Title：Learning Control: Ideas and Problems in Adaptive Fuzzy Control
Abstract：Intelligent control is a promising way of control design in recent decades. Intelligent control design usually needs some knowledge of the system considered. However, such knowledge usually may not be available. Learning becomes an important mechanism for acquiring such knowledge. Learning control seems a good idea for control design for unknown or uncertain systems. To learn controllers is always a good idea, but somehow like a dream. It is because learning is to learn from something. But when there is no good controller, where to learn from? Nevertheless, there still exist approaches, such as adaptive fuzzy control, that can facilitate such an idea. It is called performance based learning (reinforcement learning and Lyapunov stability). This talk is to discuss fundamental ideas and problems in one learning controller -- adaptive fuzzy control. Some deficits of such an approach are discussed.The idea is simple and can be extended to various learning mechanisms. In fact, such an idea can also be employed in various learning control schemes.

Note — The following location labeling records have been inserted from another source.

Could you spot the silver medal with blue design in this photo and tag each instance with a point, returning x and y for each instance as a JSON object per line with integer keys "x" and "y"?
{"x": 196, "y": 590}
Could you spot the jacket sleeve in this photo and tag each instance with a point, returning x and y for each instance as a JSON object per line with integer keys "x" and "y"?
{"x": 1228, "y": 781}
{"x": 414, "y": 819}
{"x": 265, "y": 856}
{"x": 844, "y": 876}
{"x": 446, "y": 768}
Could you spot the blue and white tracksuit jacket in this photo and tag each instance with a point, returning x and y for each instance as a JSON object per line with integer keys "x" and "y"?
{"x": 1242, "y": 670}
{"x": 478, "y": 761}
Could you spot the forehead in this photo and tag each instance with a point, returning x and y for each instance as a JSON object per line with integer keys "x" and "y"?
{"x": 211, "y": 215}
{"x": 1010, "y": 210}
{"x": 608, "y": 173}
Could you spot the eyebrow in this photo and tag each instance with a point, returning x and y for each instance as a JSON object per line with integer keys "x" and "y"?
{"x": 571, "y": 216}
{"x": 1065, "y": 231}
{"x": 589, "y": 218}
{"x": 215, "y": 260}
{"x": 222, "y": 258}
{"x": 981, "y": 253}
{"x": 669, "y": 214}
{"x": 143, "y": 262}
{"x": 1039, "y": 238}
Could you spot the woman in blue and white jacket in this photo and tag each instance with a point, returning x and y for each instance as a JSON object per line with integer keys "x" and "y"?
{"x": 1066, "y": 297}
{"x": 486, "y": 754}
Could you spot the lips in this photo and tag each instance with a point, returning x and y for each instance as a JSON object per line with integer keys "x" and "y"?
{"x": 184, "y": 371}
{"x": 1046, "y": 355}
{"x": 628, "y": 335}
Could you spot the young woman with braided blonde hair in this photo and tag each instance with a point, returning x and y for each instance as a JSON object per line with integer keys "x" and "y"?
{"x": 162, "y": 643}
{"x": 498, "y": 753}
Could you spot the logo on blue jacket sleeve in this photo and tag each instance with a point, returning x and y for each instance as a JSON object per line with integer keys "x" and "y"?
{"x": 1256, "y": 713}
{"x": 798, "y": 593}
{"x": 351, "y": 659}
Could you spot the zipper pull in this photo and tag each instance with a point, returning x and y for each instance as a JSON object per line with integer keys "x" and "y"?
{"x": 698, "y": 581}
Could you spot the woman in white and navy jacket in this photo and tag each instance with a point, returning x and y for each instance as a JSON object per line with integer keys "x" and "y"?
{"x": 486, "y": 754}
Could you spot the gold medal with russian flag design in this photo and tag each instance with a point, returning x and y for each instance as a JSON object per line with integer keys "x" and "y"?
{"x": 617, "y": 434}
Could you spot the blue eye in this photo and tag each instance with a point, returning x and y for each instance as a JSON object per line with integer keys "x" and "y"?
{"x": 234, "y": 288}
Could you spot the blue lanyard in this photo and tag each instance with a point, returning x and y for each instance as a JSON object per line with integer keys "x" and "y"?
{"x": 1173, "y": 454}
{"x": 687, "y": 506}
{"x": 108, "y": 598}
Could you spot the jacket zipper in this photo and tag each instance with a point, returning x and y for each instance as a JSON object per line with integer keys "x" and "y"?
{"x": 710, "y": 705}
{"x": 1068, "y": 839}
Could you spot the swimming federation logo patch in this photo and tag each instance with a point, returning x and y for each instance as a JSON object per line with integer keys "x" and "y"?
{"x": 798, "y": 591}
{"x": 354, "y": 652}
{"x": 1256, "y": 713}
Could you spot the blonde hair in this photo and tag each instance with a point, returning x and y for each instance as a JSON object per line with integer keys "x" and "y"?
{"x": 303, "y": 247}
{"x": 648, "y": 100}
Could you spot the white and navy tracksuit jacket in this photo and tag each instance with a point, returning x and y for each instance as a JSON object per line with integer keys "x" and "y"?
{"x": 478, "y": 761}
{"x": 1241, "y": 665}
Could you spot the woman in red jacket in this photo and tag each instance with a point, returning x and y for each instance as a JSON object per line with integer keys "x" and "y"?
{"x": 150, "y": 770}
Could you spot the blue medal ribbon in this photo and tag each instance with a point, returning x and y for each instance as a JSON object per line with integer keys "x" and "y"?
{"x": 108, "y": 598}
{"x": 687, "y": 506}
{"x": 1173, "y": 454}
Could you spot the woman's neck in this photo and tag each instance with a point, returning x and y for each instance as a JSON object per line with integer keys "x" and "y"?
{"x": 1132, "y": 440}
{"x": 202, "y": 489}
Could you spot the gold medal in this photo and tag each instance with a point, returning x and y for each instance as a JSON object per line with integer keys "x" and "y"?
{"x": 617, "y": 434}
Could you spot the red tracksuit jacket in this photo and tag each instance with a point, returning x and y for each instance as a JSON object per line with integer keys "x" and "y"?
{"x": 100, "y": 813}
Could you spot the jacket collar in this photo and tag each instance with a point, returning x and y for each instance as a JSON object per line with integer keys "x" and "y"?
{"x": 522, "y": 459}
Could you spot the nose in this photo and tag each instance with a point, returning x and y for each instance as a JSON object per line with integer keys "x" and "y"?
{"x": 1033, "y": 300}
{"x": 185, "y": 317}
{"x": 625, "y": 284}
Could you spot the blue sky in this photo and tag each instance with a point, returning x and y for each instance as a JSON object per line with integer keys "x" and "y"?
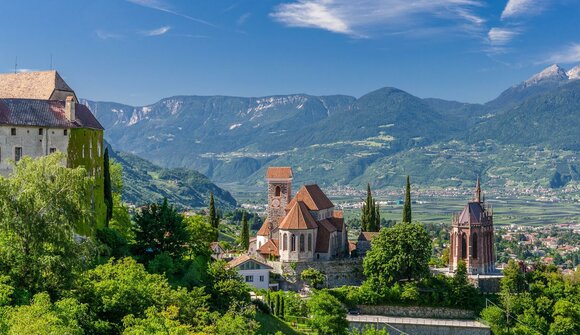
{"x": 138, "y": 51}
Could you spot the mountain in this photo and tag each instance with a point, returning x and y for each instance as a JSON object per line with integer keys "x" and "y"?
{"x": 144, "y": 182}
{"x": 339, "y": 140}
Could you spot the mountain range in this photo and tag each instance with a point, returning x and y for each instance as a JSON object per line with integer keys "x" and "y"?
{"x": 378, "y": 138}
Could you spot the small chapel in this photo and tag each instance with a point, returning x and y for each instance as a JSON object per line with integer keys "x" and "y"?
{"x": 303, "y": 228}
{"x": 472, "y": 237}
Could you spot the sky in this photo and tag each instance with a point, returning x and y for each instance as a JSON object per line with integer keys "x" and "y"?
{"x": 139, "y": 51}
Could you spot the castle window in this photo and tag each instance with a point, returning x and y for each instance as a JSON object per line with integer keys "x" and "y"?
{"x": 463, "y": 246}
{"x": 17, "y": 153}
{"x": 474, "y": 246}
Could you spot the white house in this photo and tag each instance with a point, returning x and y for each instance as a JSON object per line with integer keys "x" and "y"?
{"x": 254, "y": 272}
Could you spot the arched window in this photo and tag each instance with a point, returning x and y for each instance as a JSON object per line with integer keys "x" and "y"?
{"x": 474, "y": 245}
{"x": 463, "y": 246}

If you want to use such kind of approaches, those issues must be considered in your study.
Introduction：Shun-Feng Su received the B.S. degree in electrical engineering from National Taiwan University, Taiwan, R.O.C., in 1983, and the M.S. and Ph.D. degrees in electrical engineering from Purdue University, West Lafayette, Indiana, in 1989 and 1991, respectively. He is now a chair Professor in the Department of Electrical Engineering, National Taiwan University of Science and Technology, Taipei, Taiwan. He is an IEEE Fellow and also a CACS Fellow. He has published more than 160 refereed journals and conference papers in the areas of robotics, intelligent control, fuzzy systems, neural networks, and non-derivative optimization. His current research interests include neural networks, fuzzy modeling, machine learning, virtual reality simulation, and intelligent transportation systems.